Но потом коварное внутреннее существо, что таится в сердце каждого из нас, встрепенулось и сказало: «Ну и хорошо, данное обещание налагает обязательства на того, кто его дал. Но если обещание не было услышано, значит, ты его не давал».
Охваченный внезапным порывом, Филипп перешел по мосту и, снова повернув к берегу, почти бегом кинулся к обрыву. Там он бросился на мягкую траву, что росла по краю утесов, нависающих над морем. Оттуда открывалась широкая панорама северной стороны. Подпирая лицо руками, он устремил взгляд на синюю рябь океана, тут и там переливавшегося на солнце длинными сверкающими полосами. Вдалеке все еще виднелась шлюпка. Ритмично перескакивая с волны на волну, она быстро и беззвучно неслась к стоявшему на рейде тендеру.
Словно в кошмарном сне, Хепберн дрожал от страха, не чувствуя себя в безопасности, пока шлюпка не достигла места назначения. Прищурившись, он различал четыре крохотные фигурки, непрестанно взмахивавшие веслами, и пятую, сидевшую за рулем. Но он знал, что в шлюпке находился шестой, невидимый, лежал на дне беспомощный, со связанными руками и ногами. И ему все представлялось, что этот человек вскакивает, разрывает путы, разбрасывает своих обидчиков и, свободный, с победой возвращается на берег.
Конечно, вины Хепберна не было в том, что шлюпка стремительно удалялась; что она уже подплыла к тендеру и качалась на волнах, покинутая ее экипажем; что ее подняли на судно и установили на место. Его вины в том не было! И все же ему потребовалось время, чтобы убедить себя, что это не безумные неистовые желания, овладевшие им не далее как час назад, не исступленные мольбы избавить его от соперника, что он обращал к Господу, карабкаясь по каменистой тропке, бежавшей параллельно песчаному берегу, по которому шел Кинрэйд, спровоцировали данное событие.
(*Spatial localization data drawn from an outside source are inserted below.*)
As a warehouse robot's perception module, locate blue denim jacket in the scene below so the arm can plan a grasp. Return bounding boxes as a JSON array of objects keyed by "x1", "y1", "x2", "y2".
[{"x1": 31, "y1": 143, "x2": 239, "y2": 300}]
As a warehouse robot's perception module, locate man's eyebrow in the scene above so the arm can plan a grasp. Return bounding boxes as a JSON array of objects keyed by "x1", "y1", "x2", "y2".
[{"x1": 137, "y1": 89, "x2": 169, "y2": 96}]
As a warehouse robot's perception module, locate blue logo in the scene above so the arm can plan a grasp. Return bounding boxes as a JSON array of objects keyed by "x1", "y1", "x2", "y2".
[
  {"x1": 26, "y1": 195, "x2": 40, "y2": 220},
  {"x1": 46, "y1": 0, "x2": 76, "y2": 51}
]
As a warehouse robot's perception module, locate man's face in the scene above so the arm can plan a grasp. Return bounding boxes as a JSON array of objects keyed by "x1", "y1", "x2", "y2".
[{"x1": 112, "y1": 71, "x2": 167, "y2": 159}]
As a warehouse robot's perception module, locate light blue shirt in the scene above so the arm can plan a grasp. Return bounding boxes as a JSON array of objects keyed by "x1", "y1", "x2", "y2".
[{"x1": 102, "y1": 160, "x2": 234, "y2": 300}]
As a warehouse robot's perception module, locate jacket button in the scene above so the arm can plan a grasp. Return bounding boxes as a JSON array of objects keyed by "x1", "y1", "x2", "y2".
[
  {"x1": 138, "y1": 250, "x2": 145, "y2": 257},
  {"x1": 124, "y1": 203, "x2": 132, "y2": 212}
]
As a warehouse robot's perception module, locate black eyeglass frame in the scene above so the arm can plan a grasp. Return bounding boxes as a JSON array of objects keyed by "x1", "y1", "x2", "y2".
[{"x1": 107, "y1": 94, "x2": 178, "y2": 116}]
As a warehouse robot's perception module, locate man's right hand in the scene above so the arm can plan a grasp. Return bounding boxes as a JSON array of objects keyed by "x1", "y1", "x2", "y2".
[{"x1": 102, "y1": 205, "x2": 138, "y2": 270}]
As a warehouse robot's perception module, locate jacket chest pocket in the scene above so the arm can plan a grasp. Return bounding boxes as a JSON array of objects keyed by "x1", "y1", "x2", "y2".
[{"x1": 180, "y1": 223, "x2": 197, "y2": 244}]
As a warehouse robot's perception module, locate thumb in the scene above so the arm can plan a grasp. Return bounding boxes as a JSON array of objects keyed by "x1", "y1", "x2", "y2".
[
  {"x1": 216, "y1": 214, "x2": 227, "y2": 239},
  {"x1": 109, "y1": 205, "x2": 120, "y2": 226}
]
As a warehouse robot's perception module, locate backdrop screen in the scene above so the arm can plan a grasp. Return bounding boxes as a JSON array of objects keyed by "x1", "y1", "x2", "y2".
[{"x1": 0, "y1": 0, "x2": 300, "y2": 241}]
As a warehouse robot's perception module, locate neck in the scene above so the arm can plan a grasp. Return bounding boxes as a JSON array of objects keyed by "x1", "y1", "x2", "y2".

«Как бы то ни было, – подумал он, поднимаясь с земли, – мои молитвы были услышаны. И спасибо за это Господу!»
Он еще раз посмотрел в сторону корабля. Расправив большие красивые паруса, судно уходило в море по искрящейся дорожке опускающегося солнца.
Филипп увидел, что он слишком задержался и опаздывает на дилижанс. Он размял затекшие члены, перекинул через плечо вещмешок и припустил в Хартлпул.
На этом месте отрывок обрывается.